The nonspecific histologic diagnoses are highly likely to have nonrandom characteristics. For example, patients may not merit further histologic diagnostic procedures because they have diseases too advanced to permit curative surgery (i.e., stage IIIB or greater) or because their medical status preclude surgery or other modalities with curative intent. When surgery is not a clinical option, obtaining adequate tissue to establish a histologic subtype may be impossible and, in this circumstance, clinicians may elect to forgo further histologic classification. Therefore, we considered using the information that is predictive of histology and the missingness of specific histology to recover the incomplete specific histology. We assumed the missingness is random conditional on this information, and this assumption has been shown to be reasonable in most practical situations (24, 25).

Specifically, we selected the covariates to be included in the imputation model following the principle of reducing missing data bias in a statistical analysis (26). Sociodemographic covariates include age, gender, race, Hispanic origin, nativity, and marital status.
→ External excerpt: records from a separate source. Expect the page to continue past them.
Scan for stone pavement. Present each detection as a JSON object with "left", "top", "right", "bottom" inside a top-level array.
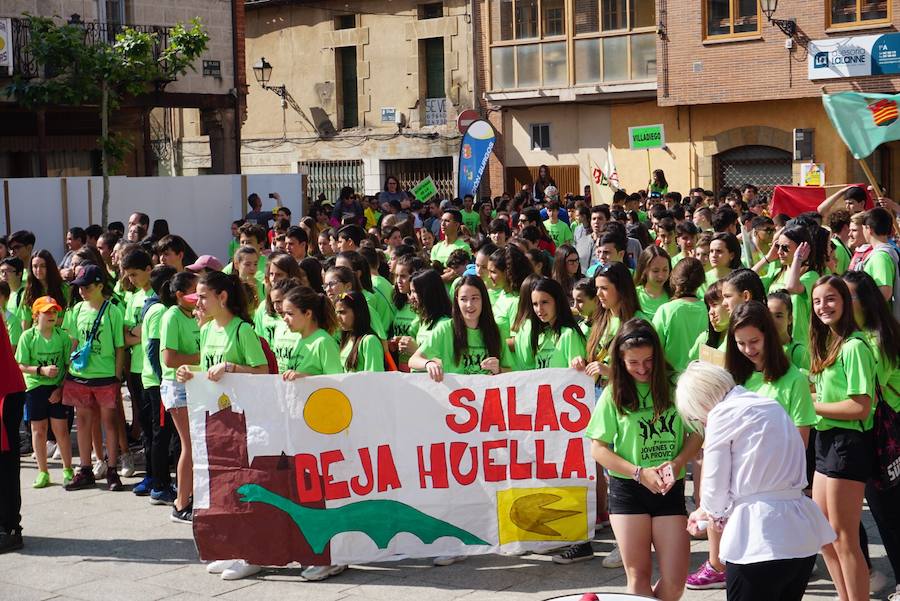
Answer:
[{"left": 0, "top": 450, "right": 890, "bottom": 601}]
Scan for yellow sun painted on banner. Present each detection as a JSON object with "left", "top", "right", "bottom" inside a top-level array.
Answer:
[{"left": 303, "top": 388, "right": 353, "bottom": 434}]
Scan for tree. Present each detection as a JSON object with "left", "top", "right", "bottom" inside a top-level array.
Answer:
[{"left": 6, "top": 15, "right": 209, "bottom": 227}]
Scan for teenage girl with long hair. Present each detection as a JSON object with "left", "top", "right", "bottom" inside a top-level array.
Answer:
[
  {"left": 634, "top": 245, "right": 672, "bottom": 320},
  {"left": 808, "top": 276, "right": 876, "bottom": 601},
  {"left": 585, "top": 322, "right": 702, "bottom": 601}
]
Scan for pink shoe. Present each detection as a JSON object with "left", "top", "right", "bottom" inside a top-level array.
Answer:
[{"left": 685, "top": 561, "right": 725, "bottom": 590}]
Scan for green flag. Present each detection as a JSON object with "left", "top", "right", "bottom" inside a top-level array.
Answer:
[{"left": 822, "top": 92, "right": 900, "bottom": 159}]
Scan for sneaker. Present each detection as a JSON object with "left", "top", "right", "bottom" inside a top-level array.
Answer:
[
  {"left": 94, "top": 459, "right": 109, "bottom": 480},
  {"left": 66, "top": 467, "right": 97, "bottom": 490},
  {"left": 553, "top": 543, "right": 594, "bottom": 565},
  {"left": 300, "top": 566, "right": 347, "bottom": 581},
  {"left": 169, "top": 503, "right": 194, "bottom": 524},
  {"left": 222, "top": 559, "right": 262, "bottom": 580},
  {"left": 119, "top": 453, "right": 134, "bottom": 478},
  {"left": 869, "top": 570, "right": 888, "bottom": 593},
  {"left": 685, "top": 561, "right": 725, "bottom": 591},
  {"left": 206, "top": 559, "right": 238, "bottom": 574},
  {"left": 150, "top": 487, "right": 177, "bottom": 506},
  {"left": 600, "top": 545, "right": 625, "bottom": 568},
  {"left": 31, "top": 472, "right": 50, "bottom": 488},
  {"left": 106, "top": 470, "right": 125, "bottom": 492},
  {"left": 0, "top": 530, "right": 25, "bottom": 553},
  {"left": 131, "top": 476, "right": 153, "bottom": 494},
  {"left": 431, "top": 555, "right": 466, "bottom": 566}
]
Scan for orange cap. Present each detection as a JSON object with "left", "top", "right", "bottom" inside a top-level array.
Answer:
[{"left": 31, "top": 296, "right": 62, "bottom": 315}]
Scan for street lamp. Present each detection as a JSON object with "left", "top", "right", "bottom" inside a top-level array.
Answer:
[
  {"left": 759, "top": 0, "right": 797, "bottom": 38},
  {"left": 253, "top": 57, "right": 287, "bottom": 99}
]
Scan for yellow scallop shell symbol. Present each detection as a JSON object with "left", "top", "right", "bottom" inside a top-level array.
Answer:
[{"left": 303, "top": 388, "right": 353, "bottom": 434}]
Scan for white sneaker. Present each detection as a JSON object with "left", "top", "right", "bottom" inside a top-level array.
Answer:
[
  {"left": 602, "top": 545, "right": 625, "bottom": 568},
  {"left": 869, "top": 570, "right": 888, "bottom": 593},
  {"left": 206, "top": 559, "right": 238, "bottom": 574},
  {"left": 222, "top": 559, "right": 262, "bottom": 580},
  {"left": 94, "top": 459, "right": 109, "bottom": 480},
  {"left": 431, "top": 555, "right": 466, "bottom": 566},
  {"left": 119, "top": 453, "right": 134, "bottom": 478},
  {"left": 300, "top": 566, "right": 347, "bottom": 582}
]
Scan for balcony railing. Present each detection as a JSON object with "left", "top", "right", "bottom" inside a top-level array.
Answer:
[{"left": 12, "top": 15, "right": 171, "bottom": 78}]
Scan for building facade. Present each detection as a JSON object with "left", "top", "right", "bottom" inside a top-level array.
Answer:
[
  {"left": 183, "top": 0, "right": 475, "bottom": 200},
  {"left": 0, "top": 0, "right": 246, "bottom": 177},
  {"left": 476, "top": 0, "right": 900, "bottom": 200}
]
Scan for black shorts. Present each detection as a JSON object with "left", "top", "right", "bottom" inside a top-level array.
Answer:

Covariates describing tumor characteristics and treatment include tumor size (27), grade, stage, survival time, and receipt of cancer-directed surgery. Certain therapies have shown to be more responsive in some histologic subtypes, thus making them important predictors. However, such information can only be made available for patients 65 years and older through the linked SEER-Medicare database (28) for 1991 and later. Considering the lack of analytics tools to handle the dynamics of the availability and access to particular regimen over time and patients' age, we did not include more detailed treatment variables in the model. We also did not include lymph node involvement in the final model because it is highly collinear with stage. We included a nominal variable of 9 SEER registries to reflect the variability among registries in the use of nonspecific morphology codes. Cancer diagnosis year was entered into the models as a nominal variable (instead of a continuous variable) to relax the temporal assumption about the intervariable relationships. Smoking and socioeconomic deprivation are also strongly predictive of histology (29), but they are not routinely collected in SEER. To substitute, we used county-level smoking prevalence estimates obtained from the Model-based Small Area Estimates Projects of NCI (http://sae.cancer.gov/; ref. 30), and poverty prevalence estimates from the 2000 U.S. Census Bureau (31).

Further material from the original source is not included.